Today, we’re happy to announce that 80% of Android apps are encrypting traffic by default. The percentage is even greater for apps targeting Android 9 and higher, with 90% of them encrypting traffic by default.

Since November 1 2019, all app (updates as well as all new apps on Google Play) must target at least Android 9. As a result, we expect these numbers to continue improving. Network traffic from these apps is secure by default and any use of unencrypted connections is the result of an explicit choice by the developer.

That last sentence is a bit concerning. If app developers want to explicitly make their apps communicate through unencrypted connections, that’s fine, but as far as I can tell there is no way that consumers are made aware of this.

Just as modern browsers warn me that the website I’m visiting doesn’t use encryption, Google should inform users when they are using apps that do so as well. I’d be happy with a notification on the Google Play store page for such apps that “This app sends network traffic over unencrypted channels” or something like that.

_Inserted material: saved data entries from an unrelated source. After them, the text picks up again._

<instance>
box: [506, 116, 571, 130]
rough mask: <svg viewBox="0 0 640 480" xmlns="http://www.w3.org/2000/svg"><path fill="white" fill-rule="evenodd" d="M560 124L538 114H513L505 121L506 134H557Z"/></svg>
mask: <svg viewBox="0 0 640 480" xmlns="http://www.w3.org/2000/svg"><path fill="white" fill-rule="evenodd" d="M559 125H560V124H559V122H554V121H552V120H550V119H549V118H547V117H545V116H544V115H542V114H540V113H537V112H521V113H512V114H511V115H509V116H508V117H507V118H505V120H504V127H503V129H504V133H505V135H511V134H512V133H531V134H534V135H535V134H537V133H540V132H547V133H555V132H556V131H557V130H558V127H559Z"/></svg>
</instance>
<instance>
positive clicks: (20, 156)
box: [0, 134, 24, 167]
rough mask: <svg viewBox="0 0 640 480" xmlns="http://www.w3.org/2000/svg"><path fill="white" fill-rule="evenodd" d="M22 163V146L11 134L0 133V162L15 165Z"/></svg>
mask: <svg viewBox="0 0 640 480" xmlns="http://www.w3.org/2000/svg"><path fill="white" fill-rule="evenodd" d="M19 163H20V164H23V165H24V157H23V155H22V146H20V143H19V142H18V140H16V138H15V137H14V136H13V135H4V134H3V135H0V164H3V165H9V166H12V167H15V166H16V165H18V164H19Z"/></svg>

(Yes, users could set up a packet analysis tool to look at the data their phone is sending, but they shouldn’t have to do so).

Paper: There Is No Artificial General Intelligence

Jobst Landgrebe and Barry Smith argue there is no such thing as artificial general intelligence.

The goal of creating Artificial General Intelligence (AGI) — or in other words of creating Turing machines (modern computers) that can behave in a way that mimics human intelligence — has occupied AI researchers ever since the idea of AI was first proposed. One common theme in these discussions is the thesis that the ability of a machine to conduct convincing dialogues with human beings can serve as at least a sufficient criterion of AGI. We argue that this very ability should be accepted also as a necessary condition of AGI, and we provide a description of the nature of human dialogue in particular and of human language in general against this background. We then argue that it is for mathematical reasons impossible to program a machine in such a way that it could master human dialogue behaviour in its full generality. This is (1) because there are no traditional explicitly designed mathematical models that could be used as a starting point for creating such programs; and (2) because even the sorts of automated models generated by using machine learning, which have been used successfully in areas such as machine translation, cannot be extended to cope with human dialogue. If this is so, then we can conclude that a Turing machine also cannot possess AGI, because it fails to fulfil a necessary condition thereof. At the same time, however, we acknowledge the potential of Turing machines to master dialogue behaviour in highly restricted contexts, where what is called “narrow” AI can still be of considerable utility.